The former CIA analyst who went public with the US government’s torturing of suspected terrorists has suffered a major setback this week in his attempt to avoid imprisonment amid a federal witch-hunt targeting whistleblowers.
John Kiriakou, the 48-year-old counter-terrorism expert once touted by the State Department for his role in capturing dozens of key al-Qaeda operatives, will now have to prove to prosecutors that he thought his admissions of the government’s top-secret water-boarding of prisoners posed no threat to national security. Kiriakou’s federal opponents believe the whistleblower exposed to journalists the identity of two other CIA agents, one of who led the controversial torture program that aimed to bring the accused as close to death as possible to coax confessions.

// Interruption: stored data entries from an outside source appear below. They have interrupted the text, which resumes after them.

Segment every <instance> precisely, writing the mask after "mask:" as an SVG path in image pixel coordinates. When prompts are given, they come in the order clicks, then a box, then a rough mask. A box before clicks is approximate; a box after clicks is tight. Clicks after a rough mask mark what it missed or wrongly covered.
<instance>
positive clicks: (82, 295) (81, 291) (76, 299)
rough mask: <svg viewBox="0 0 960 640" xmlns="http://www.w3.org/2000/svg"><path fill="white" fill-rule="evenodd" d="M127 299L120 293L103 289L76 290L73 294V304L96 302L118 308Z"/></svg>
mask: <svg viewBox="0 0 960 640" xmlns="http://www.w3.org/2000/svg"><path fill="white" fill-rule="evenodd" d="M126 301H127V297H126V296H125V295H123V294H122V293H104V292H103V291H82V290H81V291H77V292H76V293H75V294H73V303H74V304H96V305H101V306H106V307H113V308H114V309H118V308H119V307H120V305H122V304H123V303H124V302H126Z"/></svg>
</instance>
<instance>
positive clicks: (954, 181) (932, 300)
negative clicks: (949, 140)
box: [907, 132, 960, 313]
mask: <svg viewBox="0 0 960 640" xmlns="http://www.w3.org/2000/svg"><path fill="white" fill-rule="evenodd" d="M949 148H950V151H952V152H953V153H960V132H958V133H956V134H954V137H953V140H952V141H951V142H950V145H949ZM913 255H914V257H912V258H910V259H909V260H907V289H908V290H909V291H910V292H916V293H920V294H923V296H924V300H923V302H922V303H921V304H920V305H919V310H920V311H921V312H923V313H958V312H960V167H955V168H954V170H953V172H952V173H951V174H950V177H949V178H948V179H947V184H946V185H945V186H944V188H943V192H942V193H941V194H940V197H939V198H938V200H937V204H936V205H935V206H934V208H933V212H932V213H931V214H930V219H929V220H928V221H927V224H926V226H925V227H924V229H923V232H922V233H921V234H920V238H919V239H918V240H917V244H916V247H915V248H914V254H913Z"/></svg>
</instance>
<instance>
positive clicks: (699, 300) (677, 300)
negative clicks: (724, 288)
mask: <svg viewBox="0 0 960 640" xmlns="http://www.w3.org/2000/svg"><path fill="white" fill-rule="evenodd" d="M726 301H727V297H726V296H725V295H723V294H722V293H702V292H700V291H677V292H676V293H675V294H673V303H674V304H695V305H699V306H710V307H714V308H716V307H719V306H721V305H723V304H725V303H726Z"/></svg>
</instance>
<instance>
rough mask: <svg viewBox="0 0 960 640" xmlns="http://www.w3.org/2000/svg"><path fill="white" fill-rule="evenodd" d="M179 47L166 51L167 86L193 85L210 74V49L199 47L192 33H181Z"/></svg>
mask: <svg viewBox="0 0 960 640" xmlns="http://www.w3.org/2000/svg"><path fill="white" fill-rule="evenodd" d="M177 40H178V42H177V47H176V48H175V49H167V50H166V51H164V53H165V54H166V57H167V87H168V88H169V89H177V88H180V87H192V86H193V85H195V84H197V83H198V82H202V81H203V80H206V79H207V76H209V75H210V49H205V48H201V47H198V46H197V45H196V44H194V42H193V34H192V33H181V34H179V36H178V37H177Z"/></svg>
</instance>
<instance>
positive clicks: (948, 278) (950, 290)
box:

Kiriakou has been the subject of an intense federal investigation following a 2007 televised interview with ABC News where he confirmed that the US government’s interrogation of alleged war criminals involved water-boarding, a drowning-simulation technique that was banned under President Barack Obama two years later.
After he went public, Kiriakou was charged in January 2012 under the Espionage Act of 1917, among other crimes, for blowing the whistle on state secrets. Now amid pre-trial hearings being held outside of Washington, DC, US District Judge Leonie Brinkema has ordered that prosecutors will only have to prove that Kiriakou had “reason to believe” leaking the truth behind the torture method could have caused harm.